Benessere e Salute
Alimentazione, mangiare bene lavorando in home office
In home office, la giornata lavorativa si svolge per molti aspetti in modo diverso da una giornata di lavoro “normale”. Non ci sono orari di lavoro fissi, né orari fissi per i pasti, e non si fanno pause con i colleghi. Le quattro mura domestiche diventano facilmente strette e ci si muove di meno. Inoltre, in qualsiasi momento si ha accesso alla dispensa, piena di cose da sgranocchiare. In circostanze come queste, mantenere un comportamento alimentare sano può risultare più difficile che in situazioni lavorative normali, tuttavia non è impossibile.
Il metodo probabilmente più efficace è quello di pianificare lo svolgimento della giornata. I pasti principali, come anche gli spuntini o la pausa caffè, dovrebbero essere programmati in modo tale da potersi prendere effettivamente tutto il tempo necessario per mangiare e bere. Il piacevole effetto secondario dato dalla regolarità dei pasti è che così non insorgono attacchi di fame e non si sente sempre il bisogno di fare piccoli spuntini.

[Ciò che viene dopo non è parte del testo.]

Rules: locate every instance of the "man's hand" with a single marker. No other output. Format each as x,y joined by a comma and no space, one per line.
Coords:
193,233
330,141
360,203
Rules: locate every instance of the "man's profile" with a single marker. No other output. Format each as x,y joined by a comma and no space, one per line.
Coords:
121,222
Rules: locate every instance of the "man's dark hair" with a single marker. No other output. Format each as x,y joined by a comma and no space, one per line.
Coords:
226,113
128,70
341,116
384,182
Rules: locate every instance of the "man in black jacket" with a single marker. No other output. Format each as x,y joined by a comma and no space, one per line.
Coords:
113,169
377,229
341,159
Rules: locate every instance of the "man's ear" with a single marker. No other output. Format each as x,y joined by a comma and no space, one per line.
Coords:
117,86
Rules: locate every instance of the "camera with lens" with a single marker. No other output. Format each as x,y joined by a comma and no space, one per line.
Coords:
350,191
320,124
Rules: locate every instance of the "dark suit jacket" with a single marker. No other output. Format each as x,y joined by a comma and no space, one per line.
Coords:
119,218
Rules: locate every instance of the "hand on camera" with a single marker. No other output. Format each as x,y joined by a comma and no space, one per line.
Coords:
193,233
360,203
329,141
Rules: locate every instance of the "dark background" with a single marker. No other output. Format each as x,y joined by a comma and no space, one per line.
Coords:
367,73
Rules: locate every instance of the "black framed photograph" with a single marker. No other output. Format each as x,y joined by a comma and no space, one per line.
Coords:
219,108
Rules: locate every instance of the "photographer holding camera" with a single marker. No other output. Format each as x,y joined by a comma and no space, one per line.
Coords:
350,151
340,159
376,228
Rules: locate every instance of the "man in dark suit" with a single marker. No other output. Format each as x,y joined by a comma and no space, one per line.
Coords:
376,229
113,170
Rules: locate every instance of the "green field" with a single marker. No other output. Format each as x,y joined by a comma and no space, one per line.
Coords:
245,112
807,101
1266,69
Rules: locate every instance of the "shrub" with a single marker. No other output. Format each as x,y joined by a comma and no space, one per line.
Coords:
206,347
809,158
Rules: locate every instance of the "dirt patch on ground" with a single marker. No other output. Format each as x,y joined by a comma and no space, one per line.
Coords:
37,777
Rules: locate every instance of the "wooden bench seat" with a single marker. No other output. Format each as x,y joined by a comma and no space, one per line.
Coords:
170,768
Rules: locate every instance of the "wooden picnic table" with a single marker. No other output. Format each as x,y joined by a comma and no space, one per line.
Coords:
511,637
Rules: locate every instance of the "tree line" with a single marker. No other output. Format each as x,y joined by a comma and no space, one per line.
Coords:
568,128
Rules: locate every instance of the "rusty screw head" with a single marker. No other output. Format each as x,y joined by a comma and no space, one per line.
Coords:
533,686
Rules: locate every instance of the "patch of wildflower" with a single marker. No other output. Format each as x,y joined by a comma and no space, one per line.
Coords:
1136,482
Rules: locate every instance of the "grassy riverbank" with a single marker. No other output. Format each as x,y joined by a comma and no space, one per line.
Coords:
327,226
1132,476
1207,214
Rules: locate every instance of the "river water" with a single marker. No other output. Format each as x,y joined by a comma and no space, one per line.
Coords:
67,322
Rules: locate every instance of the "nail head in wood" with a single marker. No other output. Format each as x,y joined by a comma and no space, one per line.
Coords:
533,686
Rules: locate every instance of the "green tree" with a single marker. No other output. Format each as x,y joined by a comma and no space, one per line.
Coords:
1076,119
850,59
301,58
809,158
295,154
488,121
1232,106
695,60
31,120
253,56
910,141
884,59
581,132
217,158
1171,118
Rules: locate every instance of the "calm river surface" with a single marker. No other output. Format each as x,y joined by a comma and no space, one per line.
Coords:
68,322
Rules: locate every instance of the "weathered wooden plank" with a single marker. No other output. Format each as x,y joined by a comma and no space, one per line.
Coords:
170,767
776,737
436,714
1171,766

Molte delle persone che lavorano in home office fanno conseguentemente meno movimento, e dovrebbero pertanto prediligere un’alimentazione povera di calorie, che allo stesso tempo, però, sia in grado di saziare a lungo: verdura e frutta, alcune crude e altre cotte, costituiscono la base di questo tipo di pasti e forniscono un importante e variegato apporto di minerali, vitamine, sostanze vegetali secondarie e fibre. Gli alimenti ricchi di proteine come i legumi, il formaggio e un uovo ogni tanto assicurano sazietà per lungo tempo. Grazie al loro elevato contenuto di fibre, i prodotti a base di cereali integrali saziano di più dei prodotti a base di fior di farina.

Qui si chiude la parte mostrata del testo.